723 High glucose environment induces macrophage M1 polarization that contributes to impaired wounding via reducing keratinocyte migration

Abstract

Diabetes is an important global health issue due to its increasing prevalence and association with serious co-morbidities including impaired wound healing. A hallmark of impaired diabetic healing is suboptimal re-epithelialization, an event that is regulated by infiltrating macrophages.
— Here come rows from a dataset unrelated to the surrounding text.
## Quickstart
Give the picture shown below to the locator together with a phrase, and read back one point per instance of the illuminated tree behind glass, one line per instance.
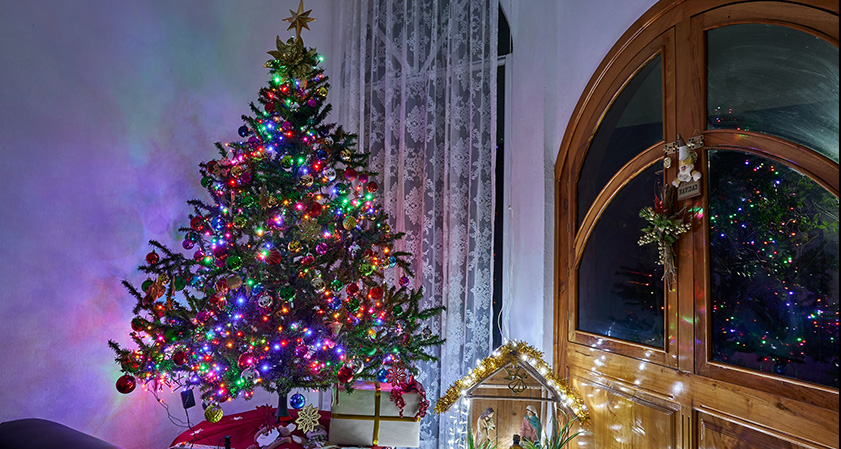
(774, 268)
(286, 286)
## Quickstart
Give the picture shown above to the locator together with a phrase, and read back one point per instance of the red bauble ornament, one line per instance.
(345, 374)
(352, 289)
(197, 223)
(179, 358)
(246, 360)
(315, 210)
(137, 325)
(126, 384)
(273, 257)
(376, 293)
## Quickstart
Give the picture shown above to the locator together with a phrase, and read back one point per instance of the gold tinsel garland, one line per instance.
(513, 352)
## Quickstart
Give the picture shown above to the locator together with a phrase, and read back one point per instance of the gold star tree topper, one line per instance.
(299, 20)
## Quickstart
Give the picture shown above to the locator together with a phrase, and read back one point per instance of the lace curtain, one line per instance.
(417, 83)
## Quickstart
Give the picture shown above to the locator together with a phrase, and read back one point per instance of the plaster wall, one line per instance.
(107, 108)
(557, 47)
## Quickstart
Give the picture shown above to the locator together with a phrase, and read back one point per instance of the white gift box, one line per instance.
(366, 417)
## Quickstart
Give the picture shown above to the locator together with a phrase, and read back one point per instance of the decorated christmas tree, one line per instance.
(284, 279)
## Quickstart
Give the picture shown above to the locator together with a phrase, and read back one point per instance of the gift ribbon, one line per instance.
(377, 417)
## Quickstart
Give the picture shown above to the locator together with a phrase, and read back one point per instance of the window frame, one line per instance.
(679, 33)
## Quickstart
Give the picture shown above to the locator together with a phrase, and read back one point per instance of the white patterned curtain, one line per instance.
(417, 83)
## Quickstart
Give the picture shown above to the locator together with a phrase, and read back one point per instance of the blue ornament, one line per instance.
(297, 401)
(217, 223)
(197, 281)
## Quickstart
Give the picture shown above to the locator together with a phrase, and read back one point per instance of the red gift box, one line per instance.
(242, 428)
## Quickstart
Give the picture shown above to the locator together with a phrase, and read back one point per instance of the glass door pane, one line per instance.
(773, 269)
(774, 80)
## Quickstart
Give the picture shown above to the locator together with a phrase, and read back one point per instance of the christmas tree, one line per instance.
(774, 260)
(284, 283)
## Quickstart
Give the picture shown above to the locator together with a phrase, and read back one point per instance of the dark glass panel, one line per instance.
(633, 123)
(774, 269)
(620, 287)
(775, 80)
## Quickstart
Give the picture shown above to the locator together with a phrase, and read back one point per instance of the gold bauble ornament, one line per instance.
(213, 413)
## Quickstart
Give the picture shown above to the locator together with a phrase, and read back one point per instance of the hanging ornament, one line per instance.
(297, 401)
(126, 384)
(375, 293)
(246, 360)
(352, 289)
(152, 258)
(234, 282)
(286, 293)
(345, 374)
(234, 263)
(250, 375)
(179, 358)
(273, 257)
(197, 223)
(265, 300)
(213, 413)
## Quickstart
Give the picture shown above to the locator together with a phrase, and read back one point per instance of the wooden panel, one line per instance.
(622, 420)
(722, 432)
(633, 377)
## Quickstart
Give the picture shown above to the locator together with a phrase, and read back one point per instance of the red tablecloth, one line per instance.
(242, 428)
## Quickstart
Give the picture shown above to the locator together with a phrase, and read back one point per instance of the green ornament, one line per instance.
(286, 162)
(286, 293)
(178, 283)
(240, 221)
(234, 263)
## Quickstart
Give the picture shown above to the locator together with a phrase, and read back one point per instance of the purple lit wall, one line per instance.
(106, 109)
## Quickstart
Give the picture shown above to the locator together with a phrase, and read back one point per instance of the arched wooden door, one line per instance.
(741, 350)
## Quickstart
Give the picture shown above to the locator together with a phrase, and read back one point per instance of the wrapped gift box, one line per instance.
(366, 417)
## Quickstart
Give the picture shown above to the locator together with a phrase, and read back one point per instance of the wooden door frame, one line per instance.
(684, 19)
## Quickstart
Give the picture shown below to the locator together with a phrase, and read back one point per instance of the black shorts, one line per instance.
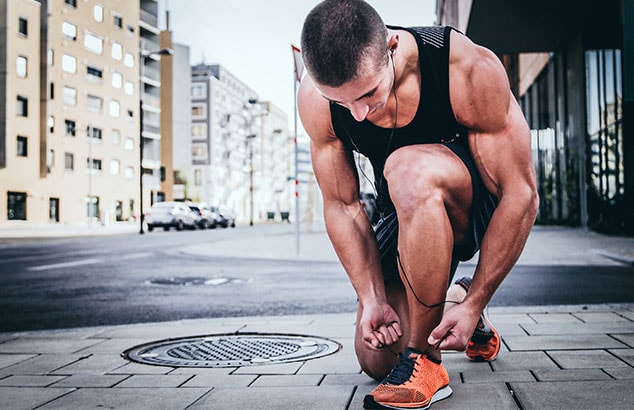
(483, 206)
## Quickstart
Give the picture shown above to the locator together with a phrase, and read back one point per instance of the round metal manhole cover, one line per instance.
(232, 350)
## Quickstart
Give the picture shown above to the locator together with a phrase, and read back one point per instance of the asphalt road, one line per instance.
(90, 281)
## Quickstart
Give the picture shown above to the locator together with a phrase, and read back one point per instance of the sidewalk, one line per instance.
(562, 357)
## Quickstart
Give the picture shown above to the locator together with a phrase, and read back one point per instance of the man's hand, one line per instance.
(380, 326)
(455, 329)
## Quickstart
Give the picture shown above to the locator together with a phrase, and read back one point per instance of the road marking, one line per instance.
(81, 262)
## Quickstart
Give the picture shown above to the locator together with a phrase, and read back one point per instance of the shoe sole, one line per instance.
(445, 392)
(497, 336)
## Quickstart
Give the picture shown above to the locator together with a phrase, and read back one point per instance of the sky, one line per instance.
(252, 38)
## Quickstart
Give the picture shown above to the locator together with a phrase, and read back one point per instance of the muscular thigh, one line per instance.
(416, 173)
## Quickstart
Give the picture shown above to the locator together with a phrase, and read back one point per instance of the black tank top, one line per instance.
(434, 121)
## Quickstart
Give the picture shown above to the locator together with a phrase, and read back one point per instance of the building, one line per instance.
(571, 66)
(69, 148)
(240, 147)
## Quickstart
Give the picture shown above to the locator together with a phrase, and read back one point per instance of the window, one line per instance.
(117, 20)
(198, 91)
(129, 144)
(93, 43)
(129, 88)
(94, 103)
(93, 132)
(21, 66)
(23, 106)
(69, 31)
(94, 71)
(23, 26)
(16, 206)
(97, 13)
(115, 137)
(93, 164)
(69, 128)
(22, 146)
(117, 80)
(69, 95)
(69, 161)
(114, 167)
(198, 111)
(198, 131)
(115, 108)
(128, 60)
(117, 51)
(69, 64)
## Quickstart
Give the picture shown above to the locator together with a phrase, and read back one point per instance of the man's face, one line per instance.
(366, 95)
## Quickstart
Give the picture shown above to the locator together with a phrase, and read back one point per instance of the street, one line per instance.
(129, 278)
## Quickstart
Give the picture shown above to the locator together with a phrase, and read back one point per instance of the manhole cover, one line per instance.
(232, 350)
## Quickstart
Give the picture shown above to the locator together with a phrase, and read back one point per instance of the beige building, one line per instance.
(69, 148)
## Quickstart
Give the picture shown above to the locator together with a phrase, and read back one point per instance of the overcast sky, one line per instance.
(252, 38)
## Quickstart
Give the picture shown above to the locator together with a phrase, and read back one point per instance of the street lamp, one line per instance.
(143, 56)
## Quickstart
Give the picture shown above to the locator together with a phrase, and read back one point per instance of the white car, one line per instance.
(168, 215)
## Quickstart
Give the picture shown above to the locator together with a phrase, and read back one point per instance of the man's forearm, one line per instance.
(354, 242)
(502, 246)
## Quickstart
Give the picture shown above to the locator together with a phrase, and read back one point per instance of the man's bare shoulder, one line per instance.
(314, 112)
(479, 87)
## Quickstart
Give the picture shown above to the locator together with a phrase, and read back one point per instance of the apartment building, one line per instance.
(69, 148)
(570, 66)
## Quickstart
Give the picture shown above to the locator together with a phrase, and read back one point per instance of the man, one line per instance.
(453, 172)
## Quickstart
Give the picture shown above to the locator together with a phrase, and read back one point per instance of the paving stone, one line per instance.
(42, 364)
(28, 398)
(154, 380)
(542, 318)
(523, 361)
(133, 398)
(478, 376)
(45, 345)
(578, 328)
(570, 375)
(624, 354)
(608, 394)
(280, 368)
(586, 359)
(627, 338)
(30, 381)
(210, 380)
(601, 317)
(7, 360)
(137, 368)
(359, 379)
(288, 380)
(92, 364)
(90, 380)
(561, 342)
(266, 398)
(621, 373)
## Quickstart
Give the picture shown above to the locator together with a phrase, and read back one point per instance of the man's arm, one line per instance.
(346, 222)
(499, 140)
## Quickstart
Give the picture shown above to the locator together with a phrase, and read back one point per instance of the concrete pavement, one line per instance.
(561, 357)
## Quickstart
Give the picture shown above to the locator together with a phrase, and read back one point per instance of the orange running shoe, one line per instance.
(415, 383)
(485, 342)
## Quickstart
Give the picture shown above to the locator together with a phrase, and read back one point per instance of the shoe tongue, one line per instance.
(411, 353)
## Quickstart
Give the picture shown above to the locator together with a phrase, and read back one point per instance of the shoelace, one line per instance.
(402, 372)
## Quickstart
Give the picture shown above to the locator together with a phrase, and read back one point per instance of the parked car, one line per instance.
(226, 218)
(206, 218)
(168, 215)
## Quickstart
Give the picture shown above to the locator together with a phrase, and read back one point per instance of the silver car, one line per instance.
(170, 214)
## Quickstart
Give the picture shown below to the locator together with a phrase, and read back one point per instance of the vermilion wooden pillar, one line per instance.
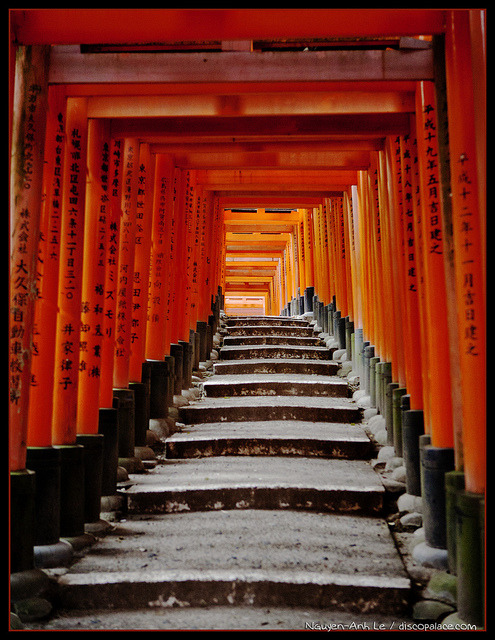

The present study aimed to explore the effects of high glucose environment on macrophage polarization and explore the resulting effect on keratinocyte function using relevant cell and animal models. Our results showed that high glucose environment polarized cultured human macrophages toward classical M1 phenotype as demonstrated by significant upregulation of CCR7 expression. Additionally, condition media from the M1 macrophages significantly decreased human keratinocyte migration via reducing the metalloproteinase 1 (MMP1) expression in keratinocytes by more than 50%. Highly increased tumor necrosis factor-alpha (TNF-a) secretion from the M1 macrophages was responsible for inhibiting MMP1 expression in keratinocytes. These in vitro results were validated in vivo using a diabetic animal model. More specifically, the wound healing was delayed in diabetic rats with prolonged infiltration of M1 macrophages, elevated TNF-a expression in the wound area, and reduced MMP1 expression in the perilesional skin. In summary, our results demonstrated that high glucose environment induced macrophage M1 polarization, an event that leads to TNF-a mediated MMP1 suppression in keratinocytes and results in impaired keratinocyte migration. Restoring the macrophage phenotype and neutralizing elevated TNF-a in the diabetic wound environment are potential strategies to promote better diabetic wound healing in the near future.